I'll be watching for Howard's name in the opening credits based on these two great performances this year.

Wednesday, August 10, 2005


Murderball is an electrifying new documentary about men who play a sport I have never seen before called quad rugby (aka murderball). I love certain sports--baseball is at the forefront--but watching the all out violence of a quad rugby match played by men known as "disabled" is both thrilling and kind of inspiring.

The documentary introduces us to a variety of people--from those who play the sport, to their families and even their girlfriends. All topics of these men's lives are covered including how they were injured and its impact on their daily lives. And yes, this includes some frank discussion of sex (which was great to hear as its absence would have left a void in the film).

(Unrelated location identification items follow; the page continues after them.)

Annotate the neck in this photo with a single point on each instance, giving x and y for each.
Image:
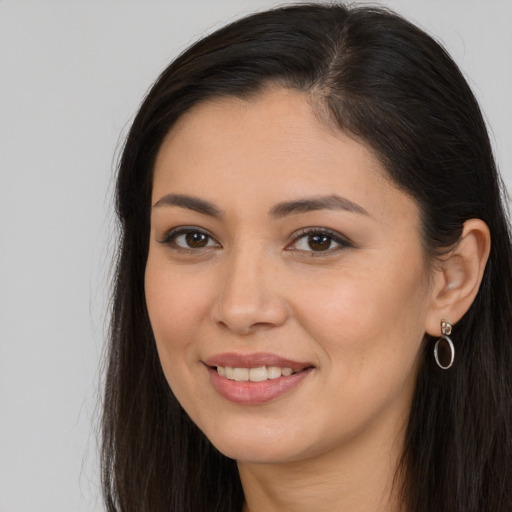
(355, 478)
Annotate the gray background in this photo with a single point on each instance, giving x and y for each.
(72, 74)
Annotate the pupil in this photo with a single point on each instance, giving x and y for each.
(196, 240)
(319, 242)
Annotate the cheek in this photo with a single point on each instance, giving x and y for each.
(175, 305)
(370, 317)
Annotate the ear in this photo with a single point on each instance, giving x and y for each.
(457, 276)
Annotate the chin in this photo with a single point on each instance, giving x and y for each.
(259, 445)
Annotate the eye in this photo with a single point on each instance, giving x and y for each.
(189, 238)
(319, 241)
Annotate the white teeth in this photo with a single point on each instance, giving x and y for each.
(273, 372)
(258, 374)
(241, 374)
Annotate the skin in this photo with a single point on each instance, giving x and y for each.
(357, 311)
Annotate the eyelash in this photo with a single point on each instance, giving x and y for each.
(332, 236)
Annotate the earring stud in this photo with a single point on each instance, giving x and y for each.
(444, 351)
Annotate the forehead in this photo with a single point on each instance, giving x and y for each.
(275, 142)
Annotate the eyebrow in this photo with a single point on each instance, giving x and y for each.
(331, 202)
(280, 210)
(190, 203)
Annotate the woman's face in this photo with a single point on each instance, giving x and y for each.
(278, 246)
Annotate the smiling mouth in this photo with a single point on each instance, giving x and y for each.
(258, 374)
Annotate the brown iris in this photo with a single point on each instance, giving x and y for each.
(319, 242)
(196, 240)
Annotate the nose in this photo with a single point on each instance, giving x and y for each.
(250, 297)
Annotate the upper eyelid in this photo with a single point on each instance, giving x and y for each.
(172, 233)
(335, 235)
(296, 235)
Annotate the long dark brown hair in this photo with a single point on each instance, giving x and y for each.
(381, 79)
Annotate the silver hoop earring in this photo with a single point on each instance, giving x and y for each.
(444, 349)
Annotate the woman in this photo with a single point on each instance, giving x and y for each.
(309, 313)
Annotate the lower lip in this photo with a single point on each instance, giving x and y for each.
(254, 393)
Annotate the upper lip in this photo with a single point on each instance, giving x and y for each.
(255, 360)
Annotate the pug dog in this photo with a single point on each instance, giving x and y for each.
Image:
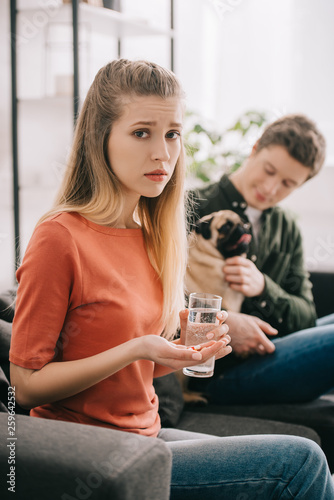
(215, 238)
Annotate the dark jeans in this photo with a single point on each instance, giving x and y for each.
(300, 369)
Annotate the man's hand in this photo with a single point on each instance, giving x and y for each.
(243, 276)
(248, 334)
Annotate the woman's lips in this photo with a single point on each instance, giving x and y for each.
(259, 196)
(157, 175)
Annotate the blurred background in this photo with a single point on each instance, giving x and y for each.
(241, 62)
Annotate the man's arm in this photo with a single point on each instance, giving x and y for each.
(286, 301)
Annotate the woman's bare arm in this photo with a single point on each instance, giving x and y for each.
(59, 380)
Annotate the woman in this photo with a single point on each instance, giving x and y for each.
(105, 269)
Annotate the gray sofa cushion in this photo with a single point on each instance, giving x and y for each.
(230, 425)
(65, 461)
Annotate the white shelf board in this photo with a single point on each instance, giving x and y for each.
(104, 21)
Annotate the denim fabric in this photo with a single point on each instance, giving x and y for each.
(300, 370)
(246, 467)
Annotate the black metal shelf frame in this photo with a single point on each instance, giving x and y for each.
(76, 103)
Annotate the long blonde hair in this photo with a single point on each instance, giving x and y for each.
(91, 188)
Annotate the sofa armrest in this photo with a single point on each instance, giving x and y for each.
(66, 461)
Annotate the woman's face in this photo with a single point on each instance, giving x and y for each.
(144, 145)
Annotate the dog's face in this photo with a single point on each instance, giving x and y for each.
(226, 231)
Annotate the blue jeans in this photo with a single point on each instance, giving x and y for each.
(263, 467)
(300, 369)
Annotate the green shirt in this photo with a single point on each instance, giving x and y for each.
(287, 301)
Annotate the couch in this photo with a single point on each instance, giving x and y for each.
(66, 461)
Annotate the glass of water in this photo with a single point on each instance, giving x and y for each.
(203, 308)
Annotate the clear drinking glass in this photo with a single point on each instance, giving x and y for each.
(203, 308)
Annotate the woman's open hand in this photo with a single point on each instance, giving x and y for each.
(177, 356)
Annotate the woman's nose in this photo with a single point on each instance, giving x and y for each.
(271, 186)
(160, 151)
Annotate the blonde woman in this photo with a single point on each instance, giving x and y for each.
(101, 287)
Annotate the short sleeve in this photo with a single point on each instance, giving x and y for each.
(49, 285)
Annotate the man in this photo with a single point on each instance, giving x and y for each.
(278, 297)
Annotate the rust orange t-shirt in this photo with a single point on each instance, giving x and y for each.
(83, 289)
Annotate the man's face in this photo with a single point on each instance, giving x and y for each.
(269, 176)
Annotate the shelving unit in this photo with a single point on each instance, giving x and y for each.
(98, 21)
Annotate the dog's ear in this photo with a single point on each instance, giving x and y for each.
(225, 228)
(203, 228)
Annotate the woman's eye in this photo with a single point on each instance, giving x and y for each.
(173, 135)
(142, 134)
(269, 172)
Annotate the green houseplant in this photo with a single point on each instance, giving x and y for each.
(211, 153)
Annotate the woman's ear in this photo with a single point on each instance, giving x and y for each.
(203, 228)
(254, 148)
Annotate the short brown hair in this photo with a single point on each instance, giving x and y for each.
(300, 137)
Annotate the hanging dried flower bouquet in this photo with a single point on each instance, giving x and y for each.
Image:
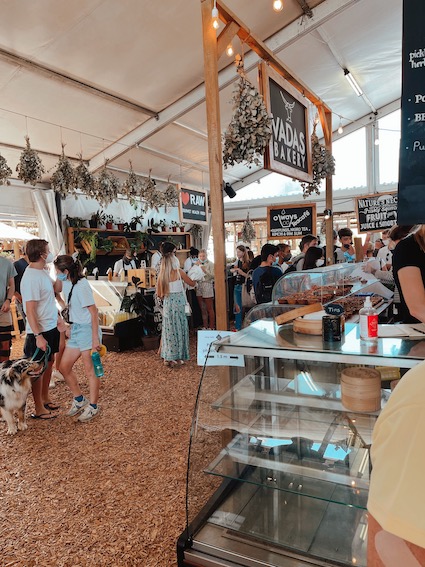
(30, 169)
(323, 165)
(5, 171)
(250, 129)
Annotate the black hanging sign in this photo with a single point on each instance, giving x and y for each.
(376, 212)
(193, 206)
(411, 188)
(289, 150)
(291, 221)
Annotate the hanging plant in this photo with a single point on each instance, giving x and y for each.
(30, 169)
(250, 129)
(107, 187)
(5, 171)
(171, 195)
(84, 180)
(248, 230)
(131, 187)
(149, 193)
(323, 165)
(63, 179)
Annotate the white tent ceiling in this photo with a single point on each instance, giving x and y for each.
(92, 73)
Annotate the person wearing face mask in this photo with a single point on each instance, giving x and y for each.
(38, 298)
(85, 336)
(170, 288)
(205, 291)
(127, 262)
(313, 258)
(283, 256)
(384, 254)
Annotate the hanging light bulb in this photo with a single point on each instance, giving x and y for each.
(229, 50)
(214, 15)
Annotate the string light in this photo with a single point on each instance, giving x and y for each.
(214, 15)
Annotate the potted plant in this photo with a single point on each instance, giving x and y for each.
(89, 241)
(95, 220)
(109, 222)
(134, 221)
(75, 222)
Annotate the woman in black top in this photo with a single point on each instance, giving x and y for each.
(409, 275)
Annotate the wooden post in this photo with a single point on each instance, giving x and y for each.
(215, 163)
(326, 122)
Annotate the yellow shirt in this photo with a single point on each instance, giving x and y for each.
(396, 497)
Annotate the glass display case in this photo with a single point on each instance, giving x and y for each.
(345, 284)
(279, 469)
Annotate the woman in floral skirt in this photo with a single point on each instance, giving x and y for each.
(170, 288)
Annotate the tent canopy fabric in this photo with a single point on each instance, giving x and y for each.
(124, 80)
(10, 233)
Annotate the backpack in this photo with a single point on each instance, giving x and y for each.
(263, 291)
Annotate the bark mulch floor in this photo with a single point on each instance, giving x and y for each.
(108, 492)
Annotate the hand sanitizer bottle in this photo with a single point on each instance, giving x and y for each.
(368, 322)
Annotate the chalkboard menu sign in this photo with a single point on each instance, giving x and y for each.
(376, 212)
(193, 206)
(291, 221)
(288, 151)
(411, 189)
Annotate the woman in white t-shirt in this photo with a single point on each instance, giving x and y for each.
(85, 337)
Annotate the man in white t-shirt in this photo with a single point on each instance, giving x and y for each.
(127, 262)
(38, 298)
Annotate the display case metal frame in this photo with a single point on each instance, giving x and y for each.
(212, 538)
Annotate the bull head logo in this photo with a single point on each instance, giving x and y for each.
(289, 107)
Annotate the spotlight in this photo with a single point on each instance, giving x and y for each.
(228, 189)
(229, 50)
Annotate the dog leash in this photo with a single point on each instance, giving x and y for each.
(44, 358)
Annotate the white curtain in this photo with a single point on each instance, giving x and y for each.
(48, 222)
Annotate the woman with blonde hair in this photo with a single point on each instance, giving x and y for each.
(170, 288)
(240, 271)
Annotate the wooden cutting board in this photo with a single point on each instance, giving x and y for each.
(299, 312)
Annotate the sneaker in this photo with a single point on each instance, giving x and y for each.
(57, 376)
(89, 413)
(77, 406)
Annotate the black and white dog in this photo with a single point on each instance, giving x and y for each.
(16, 377)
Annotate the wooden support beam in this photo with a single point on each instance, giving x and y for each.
(215, 163)
(245, 34)
(226, 37)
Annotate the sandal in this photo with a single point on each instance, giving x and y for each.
(51, 407)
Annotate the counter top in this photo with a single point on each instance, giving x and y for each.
(264, 337)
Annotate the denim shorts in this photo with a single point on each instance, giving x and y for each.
(81, 337)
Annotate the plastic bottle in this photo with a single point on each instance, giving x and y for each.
(97, 363)
(368, 322)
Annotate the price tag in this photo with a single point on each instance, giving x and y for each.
(334, 309)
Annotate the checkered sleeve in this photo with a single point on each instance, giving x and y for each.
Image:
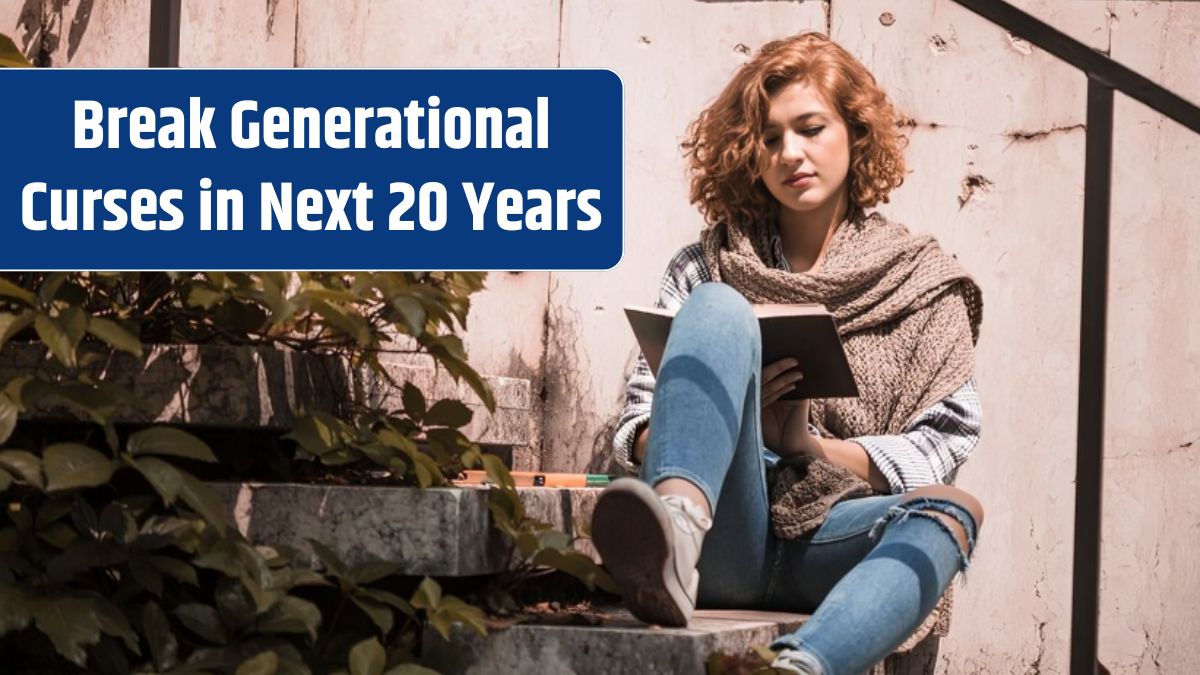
(684, 273)
(934, 446)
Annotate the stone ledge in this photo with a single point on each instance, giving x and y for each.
(436, 531)
(621, 644)
(268, 387)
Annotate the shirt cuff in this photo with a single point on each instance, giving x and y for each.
(886, 451)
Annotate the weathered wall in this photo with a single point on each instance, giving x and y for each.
(996, 173)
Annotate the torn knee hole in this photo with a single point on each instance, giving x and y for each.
(954, 526)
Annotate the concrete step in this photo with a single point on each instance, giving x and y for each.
(436, 531)
(267, 388)
(618, 643)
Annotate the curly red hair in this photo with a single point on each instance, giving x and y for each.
(724, 144)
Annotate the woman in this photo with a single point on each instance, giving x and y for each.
(785, 163)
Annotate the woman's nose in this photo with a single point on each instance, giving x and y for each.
(793, 147)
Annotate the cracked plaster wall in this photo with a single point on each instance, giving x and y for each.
(996, 173)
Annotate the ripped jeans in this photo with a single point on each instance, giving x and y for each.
(870, 573)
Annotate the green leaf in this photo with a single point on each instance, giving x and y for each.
(205, 297)
(203, 501)
(71, 623)
(291, 615)
(315, 434)
(114, 335)
(411, 669)
(23, 465)
(379, 614)
(234, 604)
(449, 413)
(61, 334)
(204, 621)
(145, 574)
(13, 323)
(367, 658)
(413, 400)
(329, 559)
(83, 555)
(16, 610)
(71, 465)
(413, 312)
(469, 615)
(345, 322)
(10, 55)
(175, 568)
(427, 596)
(375, 569)
(162, 476)
(579, 566)
(156, 628)
(265, 663)
(113, 622)
(389, 598)
(7, 288)
(169, 441)
(51, 285)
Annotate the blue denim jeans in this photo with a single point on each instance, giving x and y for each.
(873, 571)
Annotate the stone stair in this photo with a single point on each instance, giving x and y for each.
(443, 532)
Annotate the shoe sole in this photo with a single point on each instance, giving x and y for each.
(633, 539)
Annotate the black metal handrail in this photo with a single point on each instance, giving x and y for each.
(1103, 77)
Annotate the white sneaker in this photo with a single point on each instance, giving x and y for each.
(651, 547)
(797, 663)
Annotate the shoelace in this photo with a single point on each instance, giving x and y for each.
(688, 517)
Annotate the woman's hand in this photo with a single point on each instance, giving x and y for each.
(785, 424)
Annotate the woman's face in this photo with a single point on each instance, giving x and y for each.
(807, 150)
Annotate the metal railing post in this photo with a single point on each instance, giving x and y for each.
(1092, 340)
(165, 34)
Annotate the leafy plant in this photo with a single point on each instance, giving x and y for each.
(114, 556)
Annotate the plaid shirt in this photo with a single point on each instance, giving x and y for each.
(928, 452)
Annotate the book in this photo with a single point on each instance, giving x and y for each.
(804, 332)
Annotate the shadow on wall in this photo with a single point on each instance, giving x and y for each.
(41, 22)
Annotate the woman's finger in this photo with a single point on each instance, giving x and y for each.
(781, 381)
(768, 399)
(773, 370)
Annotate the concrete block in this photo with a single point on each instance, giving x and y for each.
(672, 59)
(265, 388)
(435, 34)
(238, 34)
(946, 65)
(88, 33)
(436, 531)
(621, 644)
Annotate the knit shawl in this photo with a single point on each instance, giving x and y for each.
(909, 316)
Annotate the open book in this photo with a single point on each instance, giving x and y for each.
(805, 332)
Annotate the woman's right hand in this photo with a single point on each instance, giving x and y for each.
(779, 378)
(785, 424)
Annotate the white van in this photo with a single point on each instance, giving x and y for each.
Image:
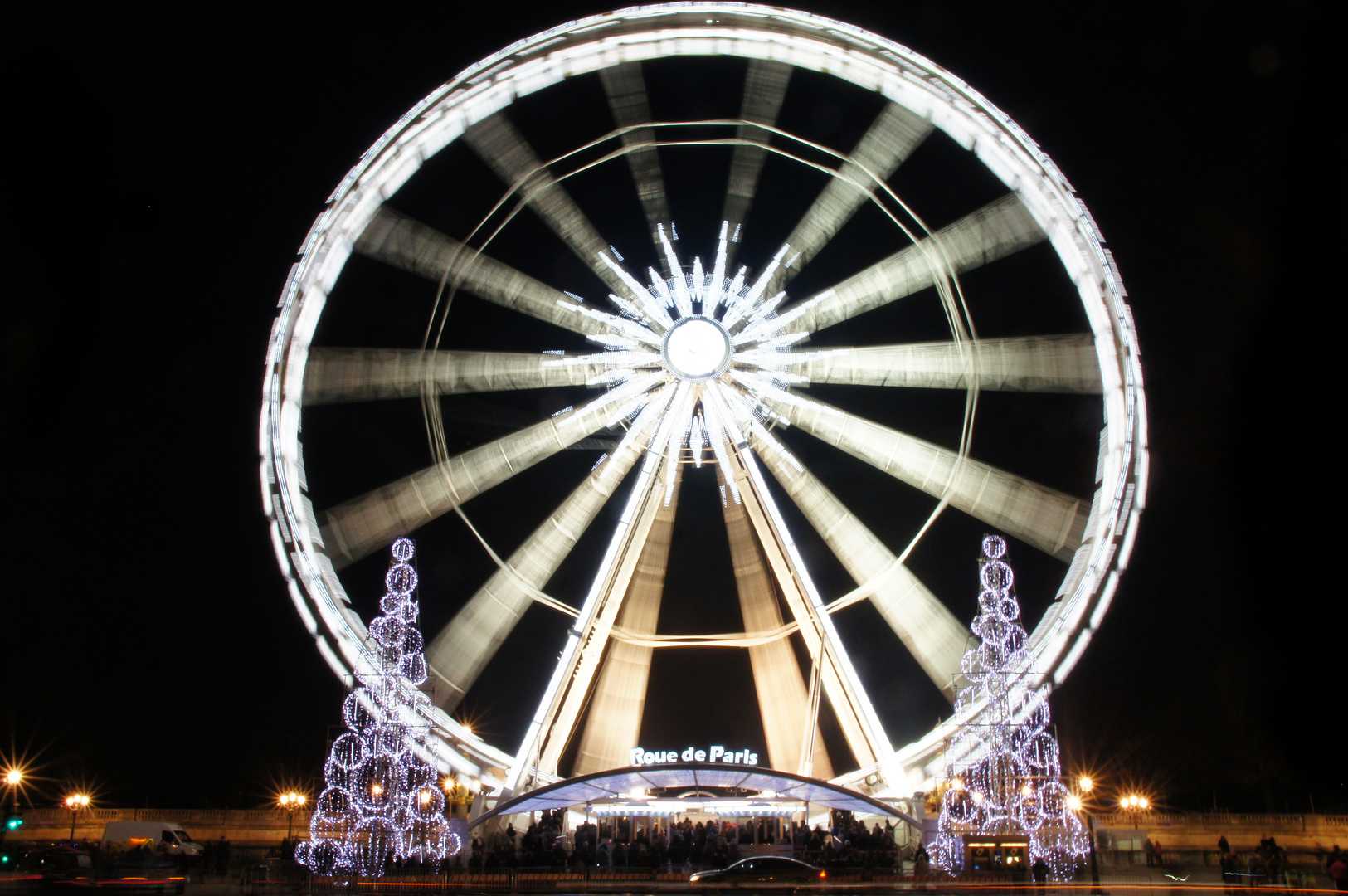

There are a lot of reasons this is a great documentary and one is the fact the film doesn't try to make the audience feel pity for these men. These guys are just normal guys who curse, make jokes and insult each other, talk about getting lucky with women, are as complicated as the rest of us and have the same competitive juices throbbing in their veins as other athletes.

The sheer emotion and passion that explodes out of these guys during matches is often riveting to watch. I would have loved to have seen even more of the actual game images as it's a compelling, violent sport with these metal, tricked out wheelchairs battering into one another over and over.

The film is centered on a feud/rivalry between one time USA player and now coach of Canada, Joe Soares, and the USA team--particularly player Mark Zupan--and who will win the gold medal at the Para-Olympics in Athens in 2004. The USA team is used to winning and Soares is seen as a traitor after switching sides to Canada.

Zupan is a captivating subject and just reeks of screen chemistry with his badass quad rugby ability, massive tribal tattoos, long goatee and penchant for dropping f-bombs. Zupan's face is usually a blazing scowl or this terrific grin he unfolds from time to time. Without Zupan this would not have been as interesting (of course the same can be said for Soares--a complex, screaming like a banshee while coaching, bull of a man).

Murderball is a raw, honest, lovingly crafted documentary about the testosterone-fueled sport of quad rugby and is one of my favorite films of the year.

Monday, August 08, 2005

Broken Flowers

I was in Dallas over the weekend and got to see Jim Jarmusch's latest, Broken Flowers. I really liked the film as it is a deceptively simple story (as a lot of Jarmusch films are), is peppered with lots of wry comedy, utilized little camera movement and has long, slow passages. In many ways, Jarmusch's style fits in with foreign filmmakers as he doesn't dwell on story resolution, plot twists/gimmicks or by blowing stuff up like a lot of American directors. If you have the same taste as I do, this is a good thing.

Broken Flowers tells the story of a man (Bill Murray as Don Johnston) who finds out he might have fathered a son 20 years earlier after receiving an anonymous letter from an ex-lover. Urged on by his mystery loving neighbor Winston, played by the talented Jeffrey Wright, Johnston goes on a quest to find the woman and the son.

It's a very simple premise and what follows is a loosely connected series of re-connections with people long lost in the fabric of life. Some of the meetings are comical, some are sad and some are extremely uncomfortable. All of them are painted with Jarmusch's love for everyday moments of life. From the shots inside the various houses of objects to the great p.o.v. shots from inside the car as Johnston drives in different parts of the country--Jarmusch has crafted another lean, beautifully spare film. In this day of flashy, show-off, video style directing, it's great to see someone so confident that restraint becomes more striking than any amount of hollow, wham-bam visual theatrics.

Another interesting thing in Broken Flowers is the acting of Bill Murray. Murray is on an interesting roll at the moment by creating these detached characters who often seem at odds with the action that is occurring around him. At times, Murray seems to be in a completely separate film than the actors in the same scene. I'm not sure how far Murray can take this approach--he's used it in various degrees on his last 4 films--but it is interesting to watch.